Cricket Australia have agreed in principle to a Heads of Agreement with the Australian Cricketers’ Association that resolves key issues and provides the basis for a full Memorandum of Understanding for 2017-22.
This comes after a pay dispute that has been arguably the most fractious in the history of Australian cricket and caused the cancellation of an A tour to South Africa.
Cricket Australia CEO James Sutherland said ‘the HOA is a welcome outcome of recent negotiations. It resolves the fundamental issues and provides a clear pathway towards a new MOU.
‘Importantly, it restores certainty to the game it allows CA to re-contract all players and for the important Bangladesh tour to proceed as planned.’
Mr Sutherland said that “both sides have compromised in order to reach agreement. The outcome reflects sensible change in the overall interests of the game.”

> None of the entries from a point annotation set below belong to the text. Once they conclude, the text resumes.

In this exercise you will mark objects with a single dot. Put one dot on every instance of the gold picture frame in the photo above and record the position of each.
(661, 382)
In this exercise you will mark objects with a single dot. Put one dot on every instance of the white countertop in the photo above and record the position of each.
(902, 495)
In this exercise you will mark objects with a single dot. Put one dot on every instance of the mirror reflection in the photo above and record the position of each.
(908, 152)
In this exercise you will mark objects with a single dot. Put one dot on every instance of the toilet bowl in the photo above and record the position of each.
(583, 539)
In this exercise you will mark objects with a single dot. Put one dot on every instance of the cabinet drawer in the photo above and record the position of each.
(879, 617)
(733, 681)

“CA looks forward to working with the ACA over the next couple of weeks to finalise the new MOU.”
The revenue sharing model which was the centre of the dispute is set to be replaced by a Player Payments Pool (PPP)
A modernised revenue sharing formula will be achieved by developing a Player Payments Pool to a dollar value based on external market benchmarks, internal equity and financial viability, and forecast cricket revenues. PPP of $459m (would be the equivalent of 27.5% assuming ACR of $1.67bn).
Payments for top international players will remain much the same with the Performance Pool (PP) extended to include international women’s players.
In total payments to female player’s will increase from $7.5m to $55.2m.